The invention relates to a cathode arrangement for a flat electron beam image display device. In particular, it is about a cathode arrangement with a plurality of cathode wires between a counter electrode and a pull anode.

A cathode arrangement with counter electrode, cathode wires and pull anode is known from JP 60-185343 A. The counter electrode is segmented in order to be able to compensate for location-dependent emission differences with the aid of a location-dependent counter electrode voltage, such as occur along each cathode wire due to a potential drop from the edge to the center of the wire.

From EP-A-0 079 607 a cathode arrangement with counter electrode, cathode wires and pull anode is known, in which ribs protrude from the counter electrode. A cathode wire runs between two adjacent ribs. The ribs act as a focusing arrangement.

In both known cathode arrangements, a single transmitting line is assigned to each cathode wire in the pull anode. In the initially mentioned arrangement, numerous holes are arranged along a row in the train anode. In the other arrangement, each train anode row is formed by a slot.

In the cathode arrangement according to the invention, the traction anode is constructed in such a way that it no longer has only one pass line for each heating wire, but rather each has several pass lines. For each cathode wire, two adjacent pulling wires and two adjacent focusing wires run in different planes. With the help of these wires, electrons are made a respective cathode wire is drawn and they are deflected so that they pass successively through different pass lines in the pull anode.

With the arrangement mentioned, it is thus possible to assign electrons to a plurality of pass lines already within the cathode arrangement. This means that if the number of pass lines is fixed, the number of cathode wires in the cathode arrangement can be reduced compared to the number previously required. This in turn results in reduced heating output. Form wires are preferably also present in a plane between the pulling wires and the pulling anode. These shaped wires are also used to deflect and shape the electron beam emitted by a cathode wire.

In operation, two puller wires are placed at a positive voltage in relation to a heating wire so that it emits electrons. In order to focus the electrons, a negative voltage is applied to the focusing wires. Focusing must take place in the area where the electrons emerge from the heating wire, which is why the focusing wires, like the heating wires, lie behind the pulling wires.

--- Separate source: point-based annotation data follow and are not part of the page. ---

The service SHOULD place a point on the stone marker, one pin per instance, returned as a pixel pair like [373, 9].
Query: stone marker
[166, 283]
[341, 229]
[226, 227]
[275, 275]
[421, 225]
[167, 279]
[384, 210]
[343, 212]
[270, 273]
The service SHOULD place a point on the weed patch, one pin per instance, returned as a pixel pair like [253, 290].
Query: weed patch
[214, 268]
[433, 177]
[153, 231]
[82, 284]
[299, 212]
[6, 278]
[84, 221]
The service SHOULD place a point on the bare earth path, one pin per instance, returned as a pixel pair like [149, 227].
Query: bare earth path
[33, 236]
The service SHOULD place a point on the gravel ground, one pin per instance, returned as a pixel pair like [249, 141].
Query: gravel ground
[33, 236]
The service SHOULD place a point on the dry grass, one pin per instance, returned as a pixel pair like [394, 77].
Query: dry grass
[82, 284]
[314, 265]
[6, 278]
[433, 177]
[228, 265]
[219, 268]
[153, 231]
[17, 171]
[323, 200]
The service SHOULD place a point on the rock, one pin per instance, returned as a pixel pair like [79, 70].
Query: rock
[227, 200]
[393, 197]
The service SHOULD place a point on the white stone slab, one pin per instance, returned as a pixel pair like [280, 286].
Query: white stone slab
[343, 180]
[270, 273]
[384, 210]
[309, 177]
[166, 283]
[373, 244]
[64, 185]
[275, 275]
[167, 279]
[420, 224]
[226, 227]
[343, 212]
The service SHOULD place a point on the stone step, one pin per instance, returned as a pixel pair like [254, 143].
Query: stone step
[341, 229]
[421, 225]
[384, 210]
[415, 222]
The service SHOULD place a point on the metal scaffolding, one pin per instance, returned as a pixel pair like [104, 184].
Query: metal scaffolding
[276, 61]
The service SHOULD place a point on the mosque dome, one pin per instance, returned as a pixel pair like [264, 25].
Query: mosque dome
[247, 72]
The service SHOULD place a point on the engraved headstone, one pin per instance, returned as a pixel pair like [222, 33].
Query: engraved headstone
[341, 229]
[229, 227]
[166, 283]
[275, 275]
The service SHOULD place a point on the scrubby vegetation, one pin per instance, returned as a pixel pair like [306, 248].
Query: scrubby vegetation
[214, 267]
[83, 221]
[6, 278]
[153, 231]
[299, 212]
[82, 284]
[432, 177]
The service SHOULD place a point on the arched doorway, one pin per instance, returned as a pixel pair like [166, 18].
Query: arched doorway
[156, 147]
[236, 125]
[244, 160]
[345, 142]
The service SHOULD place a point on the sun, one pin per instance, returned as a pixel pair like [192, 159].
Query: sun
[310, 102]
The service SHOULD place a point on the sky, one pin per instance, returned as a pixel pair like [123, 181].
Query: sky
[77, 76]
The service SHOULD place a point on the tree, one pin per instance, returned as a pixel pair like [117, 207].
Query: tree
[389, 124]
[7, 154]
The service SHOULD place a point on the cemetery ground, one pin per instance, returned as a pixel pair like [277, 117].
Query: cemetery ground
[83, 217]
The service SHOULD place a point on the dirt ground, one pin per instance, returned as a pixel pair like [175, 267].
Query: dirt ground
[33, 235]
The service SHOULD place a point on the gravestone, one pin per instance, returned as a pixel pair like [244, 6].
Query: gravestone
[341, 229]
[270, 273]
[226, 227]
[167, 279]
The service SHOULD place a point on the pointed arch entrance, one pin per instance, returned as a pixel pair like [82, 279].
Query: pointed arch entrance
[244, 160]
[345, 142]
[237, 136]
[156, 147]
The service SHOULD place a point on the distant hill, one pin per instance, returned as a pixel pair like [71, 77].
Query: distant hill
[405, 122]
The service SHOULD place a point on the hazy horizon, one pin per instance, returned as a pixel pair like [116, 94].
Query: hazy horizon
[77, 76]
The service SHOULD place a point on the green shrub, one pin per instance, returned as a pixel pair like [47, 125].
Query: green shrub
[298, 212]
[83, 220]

The invention will now be explained in more detail with reference to an exemplary embodiment illustrated by a figure. The figure shows a schematic section through an image display device in the row direction (viewing direction is the column direction).

In the figure, only a portion of the flat image display device is shown. A front plate 1 forms, with a trough 2 arranged on its rear side, a closed housing which is evacuated. There is a coating of phosphorus on the inside of the front panel, of which only six pixels 3 are shown. At a distance from the front panel 1, a control arrangement 4 is attached, which will not be discussed in detail here. This is followed by a pull anode 5 which is perforated in accordance with the pixels on the front plate 1. A counter electrode 6 is applied to the inside of the tub 2. In front of it, there are heating wires 7 coated in a periodic arrangement, all of them lying in a plane parallel to the counterelectrode 6. The longitudinal extension of the heating wires 7 is at right angles to the plane of the drawing. In further levels between the heating wires 7 and the pulling anode 5 there are focusing wires 8, pulling wires 9 and shaped wires 10. All heating wires 7, focusing wires 8, pulling wires 9 and shaped wires 10 run parallel to one another.

With the construction shown in the figure, a flat cathode can be simulated for a flat image display device. For this purpose, it is assumed that the counter electrode 6 and the heating wires 7 are at a potential of 0 volts. In order to realize this potential of 0 volts during the emission of electrons, the heating wires 7 are only energized for the time of the line return and then emit electrons in the time of the line traversing. The heating wires can also be energized only during the image change time. There is a positive voltage in the range of 150-500 V at the pulling wires 9, as a result of which the electrons are accelerated in the direction of the pulling wires 9. At the subsequent pull anode 5 there is a positive voltage in the range of 5-40 V, so that a certain braking field is built up and the electrons have a low speed when passing through the holes of the pull anode 5. There is a negative voltage on the focusing wires 8 with an absolute value of approximately 1/3 of the voltage on the pulling wires 9. This forms the cloud of electrons emerging from the heating wires 7, as shown in the figure on the second heating wire drawn from the left.

This sheet-like electron beam passes through the holes arranged in rows in the pulling anode 5 and through the control arrangement 4 and then strikes the pixels located in one row. For further shaping of the electron cloud, a voltage is applied to the shaped wires 10 which is opposite the voltage to the Pull wires 9 is negative and for example - 40 V.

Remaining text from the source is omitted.